Ostatnio edytowane przez moderatora:
ja juz na piers praktycznie sie przestawiam jak mam nawal sciagam i na wieczor gdzie synek zazwyczaj domaga sie butelki daje w butelce ... chyba ze nie mam mleka sciagnietego wtedy robie sztuczne i mysle ze to przycyzniło sie do kupki no i herbatka rumiankowa 2 dni i rezultaty sa ;] a wczesniej kupki byly tez w kazdym pampersie i jakos wole ta opcje niz cierpienie malucha i moje nie wyspanie :)
 
dziunka pocieszyłaś mnie tą informację, że katar może mieć i miesiąc;-) Dobrze, że nie spełnia się czarny scenariusz:-) A masz może nawilżacz powietrza?? Ja jeszcze Arka smarowałam maścią majerankową (2h po nie można iść na dwór) przód i tył - to mi się przypomniało
A co do kupek....raczej codziennie minimum jedna jest (raz nie było, ale zjadłam kostkę czekolady...., a wczoraj też, ale kupka już dziś była:-)). Arek uwielbia robić kupki w przerwie między jedzeniem i nieważne czy jest dzień czy noc:-pchociaż ostatnio już rzadziej robi w nocy:happy:
 
reklama
dziunka pocieszyłaś mnie tą informację, że katar może mieć i miesiąc;-) Dobrze, że nie spełnia się czarny scenariusz:-) A masz może nawilżacz powietrza?? Ja jeszcze Arka smarowałam maścią majerankową (2h po nie można iść na dwór) przód i tył - to mi się przypomniało
A co do kupek....raczej codziennie minimum jedna jest (raz nie było, ale zjadłam kostkę czekolady...., a wczoraj też, ale kupka już dziś była:-)).
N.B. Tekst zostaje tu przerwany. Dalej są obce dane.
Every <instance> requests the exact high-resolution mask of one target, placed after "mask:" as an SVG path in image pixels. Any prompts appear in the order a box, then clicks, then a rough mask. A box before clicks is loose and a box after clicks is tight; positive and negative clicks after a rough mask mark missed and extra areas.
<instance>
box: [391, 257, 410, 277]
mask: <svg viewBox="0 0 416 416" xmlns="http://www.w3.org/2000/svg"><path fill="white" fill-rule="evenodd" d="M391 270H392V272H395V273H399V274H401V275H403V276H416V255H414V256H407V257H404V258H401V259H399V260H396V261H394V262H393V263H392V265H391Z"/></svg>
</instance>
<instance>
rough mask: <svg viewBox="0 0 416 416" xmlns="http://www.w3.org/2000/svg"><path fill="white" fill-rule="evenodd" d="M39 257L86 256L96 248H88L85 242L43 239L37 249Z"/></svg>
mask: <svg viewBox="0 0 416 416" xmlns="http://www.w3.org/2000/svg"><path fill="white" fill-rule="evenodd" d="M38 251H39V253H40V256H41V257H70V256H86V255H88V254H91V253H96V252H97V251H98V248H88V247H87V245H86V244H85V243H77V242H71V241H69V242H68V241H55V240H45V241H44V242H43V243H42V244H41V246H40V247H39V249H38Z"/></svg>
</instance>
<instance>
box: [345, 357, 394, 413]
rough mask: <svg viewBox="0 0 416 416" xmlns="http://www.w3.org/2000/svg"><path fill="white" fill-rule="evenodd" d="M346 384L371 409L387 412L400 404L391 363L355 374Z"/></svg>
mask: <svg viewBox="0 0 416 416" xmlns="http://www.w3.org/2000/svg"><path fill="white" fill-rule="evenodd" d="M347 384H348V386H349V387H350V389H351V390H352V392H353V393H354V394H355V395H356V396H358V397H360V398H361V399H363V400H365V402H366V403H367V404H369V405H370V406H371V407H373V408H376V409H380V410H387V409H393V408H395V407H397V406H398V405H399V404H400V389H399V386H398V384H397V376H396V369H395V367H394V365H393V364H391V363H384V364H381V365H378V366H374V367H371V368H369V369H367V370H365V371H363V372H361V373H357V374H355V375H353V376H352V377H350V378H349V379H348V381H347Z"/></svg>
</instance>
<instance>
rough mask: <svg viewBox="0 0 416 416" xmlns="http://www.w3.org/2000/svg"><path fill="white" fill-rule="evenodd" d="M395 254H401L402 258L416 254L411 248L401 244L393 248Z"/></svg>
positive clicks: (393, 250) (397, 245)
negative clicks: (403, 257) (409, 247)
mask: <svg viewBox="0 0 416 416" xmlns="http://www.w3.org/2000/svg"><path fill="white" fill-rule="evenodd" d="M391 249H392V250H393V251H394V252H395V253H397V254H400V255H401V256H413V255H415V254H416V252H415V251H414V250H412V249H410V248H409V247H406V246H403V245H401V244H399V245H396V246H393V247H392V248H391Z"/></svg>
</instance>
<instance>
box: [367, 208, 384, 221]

Arek uwielbia robić kupki w przerwie między jedzeniem i nieważne czy jest dzień czy noc:-pchociaż ostatnio już rzadziej robi w nocy:happy:

Minimum jedna , a u mnie 100 :eek: z pampersami nie wyrobie :shocked2:;-)

A wlasnie chodzilas z nim na dwor jak mial katar? U nas nie ma suchego powietrza, raczej wilgotne, takze nawilzacz niepotrzebny. I w nocy jest zimniej niz w dzien i widze ze mala bardziej cierpi w nocy na katar, a jak tylko zrobi sie cieplej to lepiej jej sie oddycha.
A jak u Ciebie ten katar wygladal. Bo mojej malej nie cieknie, tylko siedzi gdzies glebiej i dopiero jak napryskam sola i poloze ja na brzuchu, a ona pokicha i pokaszle to wtedy moge jej cos wyjac. Inaczej nie ma szans.